Ainsi, la FCS propose notamment que la disposition qui permet au donneur d’ordre de prévoir des valeurs différentes soit verrouillée en introduisant une disposition interdisant toute dérogation.  Tel que rédigé, cet article laisse la porte ouverte à l’application de pénalités de retard abusives en cas de prorogation du délai de livraison ou de divergences au sujet  de la date d’exécution effective du marché. Ce que la Fédération du Commerce et des Services veut éviter en proposant la réécriture des dispositions relatives au délai d’exécution.
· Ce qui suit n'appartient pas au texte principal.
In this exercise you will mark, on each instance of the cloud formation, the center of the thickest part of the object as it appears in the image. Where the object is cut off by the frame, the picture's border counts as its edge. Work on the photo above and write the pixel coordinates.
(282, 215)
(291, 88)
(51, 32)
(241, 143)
Toujours par rapport aux pénalités de retard, le taux proposé par le projet de texte concerne l’ensemble du marché. Or, la Fédération souhaiterait qu’il soit limité à la partie non livrée.
La Fédération estime également que le fait d’interdire la délivrance de documents avant la «constitution du cautionnement définitif qui nécessite au maximum 30 jours est en contradiction avec la disposition relative au délai de commencement d’exécution qui est de 15 jours au maximum à compter de la date de notification de l’approbation».
L’obligation d’être couvert par une assurance fait partie des dispositions du CCAG. Sauf que l’article comporte des incohérences que la Fédération souhaite lever en stipulant que le soumissionnaire doit produire des attestations d’assurance pendant toute la durée d’exécution d’un marché.
La Fédération du commerce et des services vient de transmettre ses remarques sur le projet de texte au Secrétariat général du gouvernement pour qu’elles soient intégrées dans le document final.

Trop sévères, les conditions de cautionnement?

DANS certains cas, les soumissionnaires ne sont pas en mesure de satisfaire à la condition du cautionnement définitif. C’est la raison pour laquelle il est suggéré d’assouplir l’article 14 en prévoyant une retenue sur les décomptes des sommes dues au fournisseur à concurrence du montant du cautionnement. La procédure de saisie du cautionnement suscite également le désaccord de la FCS qui propose d’accorder aux soumissionnaires des marchés publics le droit de contester une telle décision à l’image de la procédure relative aux garanties pécuniaires. Le projet de texte prévoit l’obligation de fournir une attestation du ministère de l’Emploi pour obtenir la mainlevée sur les cautions fournies. Une démarche qui est jugée inutile puisque les fournitures se trouvent en vente libre et livrables à l’état.